Province, fallimento Crocetta: tutti d’accordo sul ritorno all’elezione diretta

Quattro anni fa, negli studi Rai de L’Arena di Massimo Giletti, nasceva – già morta – la madre di tutte le “riformissime” del Presidente della Regione Siciliana Rosario Crocetta: la riforma delle province.

“Abolire le province! Simbolo dello spreco e della malapolitica!”, era la moda del tempo -bipartisan, diciamocelo-, un semplicistico luogo comune, un facile capro espiatorio, e in Italia si sa, le azioni riformatrici della politica viaggiano quasi sempre sulle onde dell’emozione temporanea.

Da allora tanta acqua è passata sotto i ponti, in Sicilia come nel resto d’Italia. Anche il sonoro “no” che ha bocciato la riforma costituzionale di Renzi, la quale prevedeva l’abolizione definitiva delle province anche dalla Carta Costituzionale. In Sicilia -che in materia elettorale ha podestà esclusiva- la riforma delle province, nella parte riguardante l’elezione degli organi di governo, non ha ancora trovato attuazione, infatti, a dispetto di quanto accaduto a livello nazionale con la legge Delrio, nella terra della trinacria non si vota più -neanche con elezioni di secondo livello- dal lontano 2008, ultima volta in cui tutti gli elettori furono chiamati al voto per eleggere Consigli provinciali e Presidente della provincia.

In questi anni Crocetta ha invano cercato di partorire la sua riforma “gilettiana”, ma è finito nel megafrullatore impazzito dei vuoti annunci, del Vietnam parlamentare della sua stessa maggioranza e delle impugnative del Governo romano. Il vero risultato della sinistra riformatrice alla guida della Regione Siciliana sono l’abbandono quasi totale dei servizi che erano di competenza delle province, e i quaranta commissari, tutti amici del Presidente della Regione, che da quattro anni sostituiscono organi che dovrebbero essere democraticamente eletti. Democrazia alla tedesca…dell’Est!

Fallimento dopo fallimento, proroga dopo proroga, alla fine Crocetta vorrebbe portare le province siciliane al voto recependo la legge nazionale Delrio, quindi, con la fatidica elezione di secondo livello. Ma ecco il colpo di scena dietro l’angolo quando tutti i giochi sembravano fatti: l’on. Vincenzo Figuccia (Forza Italia) pochi giorni fa ha presentato un nuovo disegno di legge che prevede l’elezione diretta dei Presidenti delle province e dei Consigli provinciali, una proposta che ha indispettito Crocetta ma che ha trovato il consenso non solo dell’opposizione, eccezion fatta per i grillini -i quali hanno un concetto tutto loro di democrazia-, ma anche di vasti settori della maggioranza, dai socialisti ai centristi alfaniani, passando addirittura per il Partito Democratico che per bocca del proprio vicepresidente del gruppo parlamentare Giovanni Panepinto, ha dichiarato: «L’impianto è stato complessivamente in gran parte demolito, non solo dal referendum. Ritengo che vada affrontata subito una discussione che comprenda senza tabù la possibilità dell’elezione diretta del Presidente e di un Consiglio con numeri molto ridotti, sempre la logica della spending review, per cui credo che il dibattito, va iniziato subito. Non si può prescindere dal fatto che il Governo, così come il Parlamento debbano confrontarsi immediatamente e che non possiamo indire le elezioni per poi rinviarle, rischiamo quel poco che ci resta di credibilità all’esterno, anche di perderla».

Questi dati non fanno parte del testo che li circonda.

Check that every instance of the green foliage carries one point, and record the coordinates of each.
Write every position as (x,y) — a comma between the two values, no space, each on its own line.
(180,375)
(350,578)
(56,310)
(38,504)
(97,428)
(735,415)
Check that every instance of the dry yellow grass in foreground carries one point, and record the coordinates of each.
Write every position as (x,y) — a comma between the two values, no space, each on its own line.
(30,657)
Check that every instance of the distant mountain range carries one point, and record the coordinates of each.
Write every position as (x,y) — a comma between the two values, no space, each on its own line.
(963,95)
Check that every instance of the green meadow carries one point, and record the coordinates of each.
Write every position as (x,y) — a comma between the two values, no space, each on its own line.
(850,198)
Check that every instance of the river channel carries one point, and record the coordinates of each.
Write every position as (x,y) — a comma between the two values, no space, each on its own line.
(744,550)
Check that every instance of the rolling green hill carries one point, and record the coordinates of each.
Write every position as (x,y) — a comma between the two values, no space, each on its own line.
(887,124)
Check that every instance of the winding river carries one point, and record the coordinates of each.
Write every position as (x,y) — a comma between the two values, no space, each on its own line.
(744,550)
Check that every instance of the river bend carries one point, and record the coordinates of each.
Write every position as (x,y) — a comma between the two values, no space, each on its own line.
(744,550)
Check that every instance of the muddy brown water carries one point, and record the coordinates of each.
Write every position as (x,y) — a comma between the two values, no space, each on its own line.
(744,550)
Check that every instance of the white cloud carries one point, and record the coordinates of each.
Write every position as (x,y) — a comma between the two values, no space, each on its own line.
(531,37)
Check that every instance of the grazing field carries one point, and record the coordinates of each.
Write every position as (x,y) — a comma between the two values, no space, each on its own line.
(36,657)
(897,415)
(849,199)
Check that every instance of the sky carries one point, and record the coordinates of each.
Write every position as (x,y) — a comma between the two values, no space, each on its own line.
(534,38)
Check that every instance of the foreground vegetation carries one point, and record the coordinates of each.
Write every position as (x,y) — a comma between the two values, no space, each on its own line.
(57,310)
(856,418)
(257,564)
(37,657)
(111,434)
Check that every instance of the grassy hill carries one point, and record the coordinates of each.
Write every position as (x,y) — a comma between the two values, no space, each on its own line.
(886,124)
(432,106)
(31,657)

Virtuoso e democratico ritorno al futuro nella terra del gattopardo? Forse, certamente l’auspicabile ritorno al coinvolgimento di tutti gli elettori nell’elezione dei Presidenti delle province e dei Consigli provinciali, potrebbe aprire una nuova stagione di partecipazione popolare e di rinnovamento interno alle forze politiche. Un incipit molto positivo che potrebbe essere da esempio anche a livello nazionale. Un’occasione, infine, molto importante anche e soprattutto per il centrodestra, che dal ritrovato contatto con la propria gente potrebbe ritrovare la via per il buongoverno dei territori.

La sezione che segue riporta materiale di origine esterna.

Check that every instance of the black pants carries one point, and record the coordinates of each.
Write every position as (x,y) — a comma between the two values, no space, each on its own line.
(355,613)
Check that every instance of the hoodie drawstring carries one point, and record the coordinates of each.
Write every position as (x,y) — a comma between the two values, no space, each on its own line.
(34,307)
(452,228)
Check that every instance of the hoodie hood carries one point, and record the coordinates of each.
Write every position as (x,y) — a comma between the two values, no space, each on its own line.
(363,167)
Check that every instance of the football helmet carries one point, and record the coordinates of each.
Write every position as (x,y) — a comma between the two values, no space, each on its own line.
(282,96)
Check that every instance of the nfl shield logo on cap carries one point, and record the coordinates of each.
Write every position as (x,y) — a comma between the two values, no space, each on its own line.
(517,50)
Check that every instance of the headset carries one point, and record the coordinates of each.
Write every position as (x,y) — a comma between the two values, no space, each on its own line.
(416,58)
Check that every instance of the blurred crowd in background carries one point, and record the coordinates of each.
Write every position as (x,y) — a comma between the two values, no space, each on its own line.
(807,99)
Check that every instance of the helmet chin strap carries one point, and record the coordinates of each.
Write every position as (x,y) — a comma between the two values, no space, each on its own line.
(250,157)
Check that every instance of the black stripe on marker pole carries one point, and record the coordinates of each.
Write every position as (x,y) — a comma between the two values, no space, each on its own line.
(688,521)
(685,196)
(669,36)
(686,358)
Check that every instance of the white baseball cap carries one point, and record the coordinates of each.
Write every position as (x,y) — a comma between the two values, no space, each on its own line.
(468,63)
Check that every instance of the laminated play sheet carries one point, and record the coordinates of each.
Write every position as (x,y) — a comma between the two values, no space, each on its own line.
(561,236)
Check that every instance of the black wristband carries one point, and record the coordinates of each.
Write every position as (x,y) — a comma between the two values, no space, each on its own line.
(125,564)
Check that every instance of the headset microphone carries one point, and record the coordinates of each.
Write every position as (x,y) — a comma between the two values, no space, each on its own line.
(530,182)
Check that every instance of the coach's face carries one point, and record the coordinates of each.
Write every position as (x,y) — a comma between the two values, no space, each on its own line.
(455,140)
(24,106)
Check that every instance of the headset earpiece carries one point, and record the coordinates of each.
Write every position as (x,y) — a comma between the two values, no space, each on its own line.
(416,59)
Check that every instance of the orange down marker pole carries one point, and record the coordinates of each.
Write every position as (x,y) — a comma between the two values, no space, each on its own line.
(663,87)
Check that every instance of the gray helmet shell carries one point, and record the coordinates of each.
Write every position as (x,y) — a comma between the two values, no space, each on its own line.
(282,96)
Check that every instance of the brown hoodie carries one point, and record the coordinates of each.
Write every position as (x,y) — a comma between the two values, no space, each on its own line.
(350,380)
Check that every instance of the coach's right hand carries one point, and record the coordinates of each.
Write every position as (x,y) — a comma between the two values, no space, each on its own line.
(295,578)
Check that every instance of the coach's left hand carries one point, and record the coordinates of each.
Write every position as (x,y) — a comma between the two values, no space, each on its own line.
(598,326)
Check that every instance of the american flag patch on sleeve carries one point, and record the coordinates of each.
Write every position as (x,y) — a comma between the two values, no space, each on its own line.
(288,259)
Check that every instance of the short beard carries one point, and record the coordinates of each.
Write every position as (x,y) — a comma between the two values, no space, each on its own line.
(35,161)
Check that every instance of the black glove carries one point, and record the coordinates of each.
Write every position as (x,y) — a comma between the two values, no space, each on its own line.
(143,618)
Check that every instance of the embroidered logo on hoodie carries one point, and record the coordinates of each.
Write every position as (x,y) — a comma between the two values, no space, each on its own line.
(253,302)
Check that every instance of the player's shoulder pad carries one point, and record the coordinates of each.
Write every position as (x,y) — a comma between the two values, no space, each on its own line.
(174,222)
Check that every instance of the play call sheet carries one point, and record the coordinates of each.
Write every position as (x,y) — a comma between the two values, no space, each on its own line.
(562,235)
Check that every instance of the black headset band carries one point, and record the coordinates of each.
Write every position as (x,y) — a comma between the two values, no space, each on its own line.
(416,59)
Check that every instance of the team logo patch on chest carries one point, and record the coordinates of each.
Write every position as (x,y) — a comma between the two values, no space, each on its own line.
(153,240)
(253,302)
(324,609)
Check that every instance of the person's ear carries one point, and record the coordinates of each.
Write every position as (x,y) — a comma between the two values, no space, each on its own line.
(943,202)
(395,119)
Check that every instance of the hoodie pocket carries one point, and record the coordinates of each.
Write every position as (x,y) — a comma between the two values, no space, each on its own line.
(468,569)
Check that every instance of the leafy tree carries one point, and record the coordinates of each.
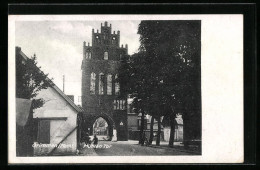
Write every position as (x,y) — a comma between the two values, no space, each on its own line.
(173,48)
(164,77)
(30,79)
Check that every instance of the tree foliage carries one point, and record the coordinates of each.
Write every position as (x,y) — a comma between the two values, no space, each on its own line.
(30,80)
(164,76)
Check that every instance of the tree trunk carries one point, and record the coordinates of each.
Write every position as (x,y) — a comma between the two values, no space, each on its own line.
(151,131)
(158,132)
(171,141)
(141,135)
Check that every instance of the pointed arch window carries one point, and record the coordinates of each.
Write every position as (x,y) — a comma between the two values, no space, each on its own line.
(117,85)
(109,84)
(106,55)
(92,83)
(101,83)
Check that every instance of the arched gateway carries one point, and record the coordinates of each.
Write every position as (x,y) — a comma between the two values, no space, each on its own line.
(101,96)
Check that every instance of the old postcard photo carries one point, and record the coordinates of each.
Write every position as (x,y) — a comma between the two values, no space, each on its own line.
(125,89)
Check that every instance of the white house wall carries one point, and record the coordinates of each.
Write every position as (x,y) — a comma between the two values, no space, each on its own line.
(57,107)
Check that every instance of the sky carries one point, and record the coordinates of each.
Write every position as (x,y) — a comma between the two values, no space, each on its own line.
(58,46)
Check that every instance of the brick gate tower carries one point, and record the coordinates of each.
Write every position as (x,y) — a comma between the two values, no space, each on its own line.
(100,92)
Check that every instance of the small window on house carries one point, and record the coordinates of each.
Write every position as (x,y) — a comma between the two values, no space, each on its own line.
(43,132)
(106,55)
(101,83)
(92,83)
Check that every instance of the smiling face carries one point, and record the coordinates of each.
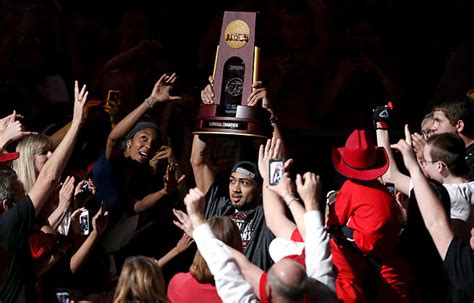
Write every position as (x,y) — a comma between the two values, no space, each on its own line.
(243,191)
(431,167)
(40,159)
(142,146)
(442,124)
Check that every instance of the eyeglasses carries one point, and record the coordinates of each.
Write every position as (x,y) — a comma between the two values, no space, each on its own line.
(426,133)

Da Nello Musumeci, primo presidente di una provincia siciliana scelto con l’elezione diretta, e storico leader della destra siciliana, un appello a tutte le forze politiche: «Da tre anni le Province sono condannate alla paralisi, dalla viabilità alla edilizia scolastica superiore, fino ai servizi per studenti disabili, mentre persino lo stipendio per i dipendenti e’ diventato quasi una chimera. Si torni a votare con l’elezione diretta del presidente con il coinvolgimento del popolo. L’unico modo -conclude- per tagliare le unghie ai partiti bramosi di potere che sono tornati ad occupare le istituzioni, mentre mai come adesso serve far sentire la gente protagonista delle proprie scelte».